Paul Ohm, The Thin Line Between Reasonable Network Management and Illegal Wiretapping

Paul Ohm, The Thin Line Between Reasonable Network Management and Illegal Wiretapping

Comment by: Paul Ohm

PLSC 2008

Workshop draft abstract:

AT&T made headlines when it publicly discussed aggressive plans to monitor subscriber communications on an unprecedented scale and for novel purposes.  Comcast has examined packets on its network, in order to identify and throttle Bittorrent users.  Charter Communications informed thousands of its customers that it would track the websites they visited in order to serve them targeted ads.  These may be precursors to a storm of unprecedented, invasive Internet Service Provider (ISP) monitoring of the Internet.

Many consumer advocates have characterized these techniques as violations of network neutrality—the principle that providers should treat all network traffic the same.  Trumpeting these examples, these advocates have urged Congress to mandate network neutrality.
Until now, nobody has recognized that we already enjoy mandatory network neutrality.  Two forces—one technological, one legal—deliver this mandate.  First, up until the recent past, the best network monitoring devices could not keep up with the fastest network connections; inferior monitoring tools have prevented providers from engaging in aggressive network traffic discrimination.  These technological limitations have forced an implicit network neutrality mandate.

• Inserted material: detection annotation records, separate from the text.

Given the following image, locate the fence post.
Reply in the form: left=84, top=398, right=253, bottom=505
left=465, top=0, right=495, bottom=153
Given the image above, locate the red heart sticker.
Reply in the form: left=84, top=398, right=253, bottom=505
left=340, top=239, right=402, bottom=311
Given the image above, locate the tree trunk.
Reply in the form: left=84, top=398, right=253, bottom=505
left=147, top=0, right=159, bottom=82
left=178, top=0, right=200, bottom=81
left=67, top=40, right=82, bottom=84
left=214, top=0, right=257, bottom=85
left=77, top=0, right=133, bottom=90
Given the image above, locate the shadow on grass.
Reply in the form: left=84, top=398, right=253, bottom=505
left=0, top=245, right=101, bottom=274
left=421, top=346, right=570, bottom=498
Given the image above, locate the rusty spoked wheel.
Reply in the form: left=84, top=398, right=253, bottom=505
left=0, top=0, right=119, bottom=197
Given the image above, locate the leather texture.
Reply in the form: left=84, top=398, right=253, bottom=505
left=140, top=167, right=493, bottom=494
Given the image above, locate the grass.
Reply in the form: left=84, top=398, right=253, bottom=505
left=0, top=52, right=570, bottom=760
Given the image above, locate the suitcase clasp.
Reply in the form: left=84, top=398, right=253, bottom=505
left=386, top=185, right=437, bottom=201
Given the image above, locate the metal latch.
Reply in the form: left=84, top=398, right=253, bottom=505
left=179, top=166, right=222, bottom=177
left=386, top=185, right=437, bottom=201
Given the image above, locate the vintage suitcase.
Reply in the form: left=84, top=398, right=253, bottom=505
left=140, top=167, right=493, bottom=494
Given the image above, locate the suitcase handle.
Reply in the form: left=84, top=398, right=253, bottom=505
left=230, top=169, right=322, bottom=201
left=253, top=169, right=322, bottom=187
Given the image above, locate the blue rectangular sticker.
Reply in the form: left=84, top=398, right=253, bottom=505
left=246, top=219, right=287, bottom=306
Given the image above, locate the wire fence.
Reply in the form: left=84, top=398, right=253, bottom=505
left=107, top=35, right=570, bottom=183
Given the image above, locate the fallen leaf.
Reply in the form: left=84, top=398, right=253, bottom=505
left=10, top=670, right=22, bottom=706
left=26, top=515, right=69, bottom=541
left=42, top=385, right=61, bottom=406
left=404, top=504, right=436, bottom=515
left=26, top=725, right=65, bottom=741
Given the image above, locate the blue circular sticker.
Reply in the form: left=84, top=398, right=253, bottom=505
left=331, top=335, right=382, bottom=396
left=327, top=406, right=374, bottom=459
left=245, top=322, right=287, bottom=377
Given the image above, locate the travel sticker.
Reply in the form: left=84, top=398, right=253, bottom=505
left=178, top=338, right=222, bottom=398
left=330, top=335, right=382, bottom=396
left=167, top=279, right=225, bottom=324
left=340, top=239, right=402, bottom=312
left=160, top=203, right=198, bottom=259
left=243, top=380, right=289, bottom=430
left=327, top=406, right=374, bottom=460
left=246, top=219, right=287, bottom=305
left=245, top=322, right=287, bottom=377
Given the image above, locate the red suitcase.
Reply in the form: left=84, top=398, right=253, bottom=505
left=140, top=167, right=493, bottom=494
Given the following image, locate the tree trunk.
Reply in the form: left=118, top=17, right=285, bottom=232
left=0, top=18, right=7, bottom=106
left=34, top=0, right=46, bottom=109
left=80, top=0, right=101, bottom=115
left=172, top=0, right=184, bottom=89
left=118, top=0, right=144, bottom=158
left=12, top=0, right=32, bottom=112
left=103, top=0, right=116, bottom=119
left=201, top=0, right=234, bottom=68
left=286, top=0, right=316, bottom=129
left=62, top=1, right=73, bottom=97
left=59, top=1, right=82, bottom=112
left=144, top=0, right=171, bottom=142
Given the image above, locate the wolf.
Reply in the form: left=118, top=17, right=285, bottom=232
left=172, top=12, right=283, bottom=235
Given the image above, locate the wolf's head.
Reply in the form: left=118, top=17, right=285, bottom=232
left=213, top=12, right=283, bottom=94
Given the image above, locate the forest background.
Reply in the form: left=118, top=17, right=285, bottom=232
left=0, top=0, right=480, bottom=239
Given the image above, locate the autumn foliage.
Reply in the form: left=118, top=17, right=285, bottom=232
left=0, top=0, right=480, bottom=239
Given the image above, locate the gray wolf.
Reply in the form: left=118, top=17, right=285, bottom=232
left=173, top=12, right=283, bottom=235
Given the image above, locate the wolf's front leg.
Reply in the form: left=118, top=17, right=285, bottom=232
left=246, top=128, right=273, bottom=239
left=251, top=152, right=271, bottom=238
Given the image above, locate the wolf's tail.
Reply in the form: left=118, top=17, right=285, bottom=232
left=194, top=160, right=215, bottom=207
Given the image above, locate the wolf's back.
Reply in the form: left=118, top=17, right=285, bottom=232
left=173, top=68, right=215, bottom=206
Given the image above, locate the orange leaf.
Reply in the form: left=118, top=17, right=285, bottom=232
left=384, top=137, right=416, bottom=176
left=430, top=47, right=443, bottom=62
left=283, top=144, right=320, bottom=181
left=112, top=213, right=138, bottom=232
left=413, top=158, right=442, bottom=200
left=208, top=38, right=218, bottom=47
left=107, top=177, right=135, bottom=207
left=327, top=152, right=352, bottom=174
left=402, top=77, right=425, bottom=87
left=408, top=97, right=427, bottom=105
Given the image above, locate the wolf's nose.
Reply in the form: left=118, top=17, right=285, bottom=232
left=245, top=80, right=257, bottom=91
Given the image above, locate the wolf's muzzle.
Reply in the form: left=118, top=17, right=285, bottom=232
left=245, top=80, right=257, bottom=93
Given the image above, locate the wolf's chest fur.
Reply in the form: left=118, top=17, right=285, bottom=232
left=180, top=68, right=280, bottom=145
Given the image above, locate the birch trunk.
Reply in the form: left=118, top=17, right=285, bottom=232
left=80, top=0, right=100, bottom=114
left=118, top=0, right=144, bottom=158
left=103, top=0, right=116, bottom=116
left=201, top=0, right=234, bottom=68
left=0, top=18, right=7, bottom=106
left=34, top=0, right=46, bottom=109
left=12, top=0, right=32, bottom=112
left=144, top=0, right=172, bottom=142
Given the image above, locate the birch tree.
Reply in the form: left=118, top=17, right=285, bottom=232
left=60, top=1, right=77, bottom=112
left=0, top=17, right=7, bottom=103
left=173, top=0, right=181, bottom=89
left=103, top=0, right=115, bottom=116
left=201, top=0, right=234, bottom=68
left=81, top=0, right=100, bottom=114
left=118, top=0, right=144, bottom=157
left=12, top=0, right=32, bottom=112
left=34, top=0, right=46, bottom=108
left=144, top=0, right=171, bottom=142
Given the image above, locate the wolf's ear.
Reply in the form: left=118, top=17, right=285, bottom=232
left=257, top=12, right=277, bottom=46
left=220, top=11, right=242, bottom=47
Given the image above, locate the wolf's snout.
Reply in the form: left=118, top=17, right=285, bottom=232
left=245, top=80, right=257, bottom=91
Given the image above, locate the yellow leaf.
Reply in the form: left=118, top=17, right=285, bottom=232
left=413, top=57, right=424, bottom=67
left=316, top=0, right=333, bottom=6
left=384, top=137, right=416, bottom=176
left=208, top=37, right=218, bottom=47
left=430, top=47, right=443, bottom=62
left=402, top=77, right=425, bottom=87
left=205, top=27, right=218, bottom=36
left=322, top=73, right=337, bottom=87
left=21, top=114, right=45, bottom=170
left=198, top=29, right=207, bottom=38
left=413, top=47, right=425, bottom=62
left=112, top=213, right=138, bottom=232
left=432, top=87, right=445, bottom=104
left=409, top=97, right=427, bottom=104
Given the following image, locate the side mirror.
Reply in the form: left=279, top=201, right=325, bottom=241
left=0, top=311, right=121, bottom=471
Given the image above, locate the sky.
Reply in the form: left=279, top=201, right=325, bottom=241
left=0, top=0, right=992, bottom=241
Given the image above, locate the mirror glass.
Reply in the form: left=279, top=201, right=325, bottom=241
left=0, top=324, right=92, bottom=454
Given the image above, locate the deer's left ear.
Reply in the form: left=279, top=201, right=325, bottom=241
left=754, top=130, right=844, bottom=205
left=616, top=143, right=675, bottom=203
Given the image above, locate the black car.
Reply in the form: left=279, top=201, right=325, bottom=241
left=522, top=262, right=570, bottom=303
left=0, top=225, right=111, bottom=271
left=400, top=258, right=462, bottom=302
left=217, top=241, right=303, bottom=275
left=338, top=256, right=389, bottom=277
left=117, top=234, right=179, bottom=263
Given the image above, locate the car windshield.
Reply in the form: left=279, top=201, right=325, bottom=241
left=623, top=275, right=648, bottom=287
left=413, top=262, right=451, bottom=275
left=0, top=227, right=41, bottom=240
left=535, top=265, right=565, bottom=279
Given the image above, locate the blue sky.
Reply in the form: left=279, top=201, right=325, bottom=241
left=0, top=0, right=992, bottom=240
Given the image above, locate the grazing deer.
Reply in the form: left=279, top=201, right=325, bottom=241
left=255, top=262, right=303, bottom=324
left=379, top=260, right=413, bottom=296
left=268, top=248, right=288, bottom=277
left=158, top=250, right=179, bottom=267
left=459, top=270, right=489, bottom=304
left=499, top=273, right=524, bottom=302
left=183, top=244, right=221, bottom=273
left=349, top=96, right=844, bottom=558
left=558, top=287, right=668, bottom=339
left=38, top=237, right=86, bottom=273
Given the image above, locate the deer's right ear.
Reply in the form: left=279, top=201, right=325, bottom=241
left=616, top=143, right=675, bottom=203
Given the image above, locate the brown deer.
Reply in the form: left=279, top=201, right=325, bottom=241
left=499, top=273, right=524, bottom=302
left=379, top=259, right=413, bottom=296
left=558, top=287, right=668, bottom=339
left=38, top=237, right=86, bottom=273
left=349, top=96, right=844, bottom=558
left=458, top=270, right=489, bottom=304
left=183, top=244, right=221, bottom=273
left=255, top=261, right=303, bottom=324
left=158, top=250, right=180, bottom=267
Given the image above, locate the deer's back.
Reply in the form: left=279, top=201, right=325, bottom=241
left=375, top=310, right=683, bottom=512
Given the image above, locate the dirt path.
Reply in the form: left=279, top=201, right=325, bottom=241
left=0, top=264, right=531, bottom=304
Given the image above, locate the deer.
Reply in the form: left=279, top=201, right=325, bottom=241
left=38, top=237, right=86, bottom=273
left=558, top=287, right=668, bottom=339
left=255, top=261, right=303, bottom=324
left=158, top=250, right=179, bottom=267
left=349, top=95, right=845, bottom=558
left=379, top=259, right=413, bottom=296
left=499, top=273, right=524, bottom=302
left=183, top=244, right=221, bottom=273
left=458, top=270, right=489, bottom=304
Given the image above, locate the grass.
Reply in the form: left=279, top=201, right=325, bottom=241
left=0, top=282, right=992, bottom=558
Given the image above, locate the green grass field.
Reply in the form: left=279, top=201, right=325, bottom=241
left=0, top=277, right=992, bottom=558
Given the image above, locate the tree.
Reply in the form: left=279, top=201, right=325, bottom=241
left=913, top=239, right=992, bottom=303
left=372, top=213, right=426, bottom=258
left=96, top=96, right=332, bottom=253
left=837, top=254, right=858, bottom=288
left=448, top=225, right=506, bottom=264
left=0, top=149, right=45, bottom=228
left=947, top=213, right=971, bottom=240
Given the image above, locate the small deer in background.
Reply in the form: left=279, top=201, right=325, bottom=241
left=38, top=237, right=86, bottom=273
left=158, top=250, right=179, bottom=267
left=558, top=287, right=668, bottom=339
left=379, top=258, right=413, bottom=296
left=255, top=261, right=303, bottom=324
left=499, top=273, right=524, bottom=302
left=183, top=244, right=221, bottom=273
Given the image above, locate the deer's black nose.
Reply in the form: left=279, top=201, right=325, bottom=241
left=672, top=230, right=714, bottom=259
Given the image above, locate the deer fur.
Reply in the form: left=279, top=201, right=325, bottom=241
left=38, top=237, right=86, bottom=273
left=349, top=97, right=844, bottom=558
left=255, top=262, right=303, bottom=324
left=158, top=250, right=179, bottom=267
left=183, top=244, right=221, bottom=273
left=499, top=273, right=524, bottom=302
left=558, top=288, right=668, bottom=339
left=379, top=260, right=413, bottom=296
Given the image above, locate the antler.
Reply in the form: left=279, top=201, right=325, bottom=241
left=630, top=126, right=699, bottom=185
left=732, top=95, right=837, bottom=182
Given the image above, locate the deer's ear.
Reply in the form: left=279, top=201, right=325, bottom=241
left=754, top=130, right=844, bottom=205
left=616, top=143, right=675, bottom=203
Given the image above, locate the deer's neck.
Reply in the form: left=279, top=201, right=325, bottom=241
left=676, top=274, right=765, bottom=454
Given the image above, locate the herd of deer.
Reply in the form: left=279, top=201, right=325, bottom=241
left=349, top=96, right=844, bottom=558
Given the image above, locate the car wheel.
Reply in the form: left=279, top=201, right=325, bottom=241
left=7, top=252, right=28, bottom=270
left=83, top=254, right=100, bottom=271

Second, legislatures have passed expansive wiretapping laws.  Under these provisions, so-called network management techniques like those described above may be illegal.  By limiting network management, the wiretapping laws mandate a sort of network neutrality.  Historically, however, few Internet Service Providers (ISPs) have had to defend themselves against wiretapping charges, but as the implicit, technological network neutrality mandate fades and as ISPs respond by expanding their monitoring programs, the wiretapping laws will soon emerge as significant constraints on ISP activities.

Network neutrality has been debated for years and nearly to death, but the recognition that we already have mandatory network neutrality inverts the debate.  ISPs are unable to do some things with their networks, unless and until they can convince Congress and state legislatures to change the wiretapping laws.  More importantly, focusing on the wiretap laws freshens the debate, which has always been mostly about innovation, by injecting questions of privacy, surveillance, and freedom.